Authentic arts-based learning in teacher education: a musical theatre experience
Ogden, H., DeLuca, C., & Searle, M. (2010). Authentic arts-based learning in teacher education: a musical theatre experience. Teaching Education, 21(4), 367-383.
Researchers in this paper voice a concern over the disconnect that pre-service teachers face between educational theory and practice and present a model for integrating authentic learning and arts-based learning as a means of enhancing pre-service programs. In the context of a musical theater production, researchers analyze the process of engaging teacher candidates in an authentic arts-based learning experience. They collected data from 30 participating teacher candidates (preparing to teach grades K-12) through observations of rehearsals, a post-production questionnaire, and focus group interviews. These data indicate that participation created a sense of community and belonging, as well as developed skills necessary to carry forward art-based learning activities into their teaching careers.
Researchers concluded that the authentic arts-based learning experience did address the problem of disengagement and the disconnect between theory and practice facing pre-service teacher candidates. Many of the participants felt they would infuse arts-based learning into their classrooms to create safe spaces for students to take risks and be themselves.
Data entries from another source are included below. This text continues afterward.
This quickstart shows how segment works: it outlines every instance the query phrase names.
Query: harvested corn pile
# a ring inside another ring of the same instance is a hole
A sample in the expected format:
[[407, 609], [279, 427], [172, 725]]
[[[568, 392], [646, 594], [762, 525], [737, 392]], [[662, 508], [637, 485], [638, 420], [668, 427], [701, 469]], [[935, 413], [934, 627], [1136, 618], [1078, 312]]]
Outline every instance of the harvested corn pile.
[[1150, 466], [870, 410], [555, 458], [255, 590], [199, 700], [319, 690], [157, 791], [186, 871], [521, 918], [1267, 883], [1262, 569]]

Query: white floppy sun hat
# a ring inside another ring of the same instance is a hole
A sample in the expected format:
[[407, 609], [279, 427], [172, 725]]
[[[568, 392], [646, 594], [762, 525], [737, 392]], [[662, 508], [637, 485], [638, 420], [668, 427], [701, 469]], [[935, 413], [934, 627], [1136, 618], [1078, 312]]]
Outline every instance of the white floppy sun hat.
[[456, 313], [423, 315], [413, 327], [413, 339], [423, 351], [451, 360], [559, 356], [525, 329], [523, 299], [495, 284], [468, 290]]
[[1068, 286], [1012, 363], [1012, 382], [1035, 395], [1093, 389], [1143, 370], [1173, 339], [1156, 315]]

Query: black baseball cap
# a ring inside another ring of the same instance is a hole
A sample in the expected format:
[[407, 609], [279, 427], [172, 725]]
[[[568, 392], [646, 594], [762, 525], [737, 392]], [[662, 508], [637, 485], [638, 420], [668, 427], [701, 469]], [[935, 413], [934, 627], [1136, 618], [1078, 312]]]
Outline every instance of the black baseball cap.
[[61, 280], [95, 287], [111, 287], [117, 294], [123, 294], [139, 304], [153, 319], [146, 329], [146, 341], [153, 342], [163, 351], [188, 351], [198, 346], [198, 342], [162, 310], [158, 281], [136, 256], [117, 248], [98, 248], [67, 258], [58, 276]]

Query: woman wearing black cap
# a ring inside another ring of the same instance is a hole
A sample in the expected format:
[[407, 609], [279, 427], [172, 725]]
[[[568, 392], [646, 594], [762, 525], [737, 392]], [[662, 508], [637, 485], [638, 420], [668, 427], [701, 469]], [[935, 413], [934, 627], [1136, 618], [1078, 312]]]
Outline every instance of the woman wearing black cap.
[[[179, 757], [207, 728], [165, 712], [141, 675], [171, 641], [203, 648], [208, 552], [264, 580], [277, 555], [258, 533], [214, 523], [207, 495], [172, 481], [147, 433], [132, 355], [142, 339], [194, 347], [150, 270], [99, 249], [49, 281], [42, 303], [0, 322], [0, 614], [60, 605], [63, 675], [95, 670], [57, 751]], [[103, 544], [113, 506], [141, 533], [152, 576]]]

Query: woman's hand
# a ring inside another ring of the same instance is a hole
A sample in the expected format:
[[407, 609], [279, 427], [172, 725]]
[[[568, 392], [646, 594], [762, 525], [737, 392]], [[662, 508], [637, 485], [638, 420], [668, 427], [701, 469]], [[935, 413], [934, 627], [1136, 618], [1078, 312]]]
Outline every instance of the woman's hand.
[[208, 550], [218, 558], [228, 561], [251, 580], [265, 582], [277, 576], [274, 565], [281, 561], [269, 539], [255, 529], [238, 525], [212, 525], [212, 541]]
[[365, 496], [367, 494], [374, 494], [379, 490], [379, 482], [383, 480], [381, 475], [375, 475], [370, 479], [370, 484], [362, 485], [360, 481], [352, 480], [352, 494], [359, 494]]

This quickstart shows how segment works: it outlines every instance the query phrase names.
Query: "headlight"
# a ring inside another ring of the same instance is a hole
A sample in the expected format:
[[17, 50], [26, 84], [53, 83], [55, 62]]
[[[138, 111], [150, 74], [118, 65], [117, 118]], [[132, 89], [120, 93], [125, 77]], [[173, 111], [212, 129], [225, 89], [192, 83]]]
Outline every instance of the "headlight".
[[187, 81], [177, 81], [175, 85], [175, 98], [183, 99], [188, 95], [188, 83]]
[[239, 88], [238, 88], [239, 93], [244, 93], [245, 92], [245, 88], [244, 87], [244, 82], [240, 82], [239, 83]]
In addition, researchers identified five key findings:
- Authenticity: Many participants felt while they faced many challenges in the theatrical production (balancing full-time school, life, and a rigorous six-week rehearsal schedule), the challenges were worth the connections they made to an outside audience of their work. Creating an artistic work that would be shared with an audience made the experience real, authentic, and worthwhile.
- Autonomy: Participants felt a great level of autonomy throughout the production. They could give input on creative direction, there were self-directed scenes, and cast members were all part of production committees.
- Relationships: Through frequent rehearsals, the participants developed closer relationships with each other that were felt not only in the music production, but beyond into the their broader educational context. The inclusive, non-competitive nature of the musical theater created a sense of belonging and community as well as a sense of equality where all members felt valued.
- Reflection: Reflecting on the experience, participants felt it positively affected both their professional and personal lives. Professionally, the experience was very hands-on and they learned techniques that they could take to their classrooms. Personally, they developed a deeper appreciation for the arts and wanted to be involved with future stage productions.
- Vitality: Participants noted gains in energy, enthusiasm, and joy as a result of their participation.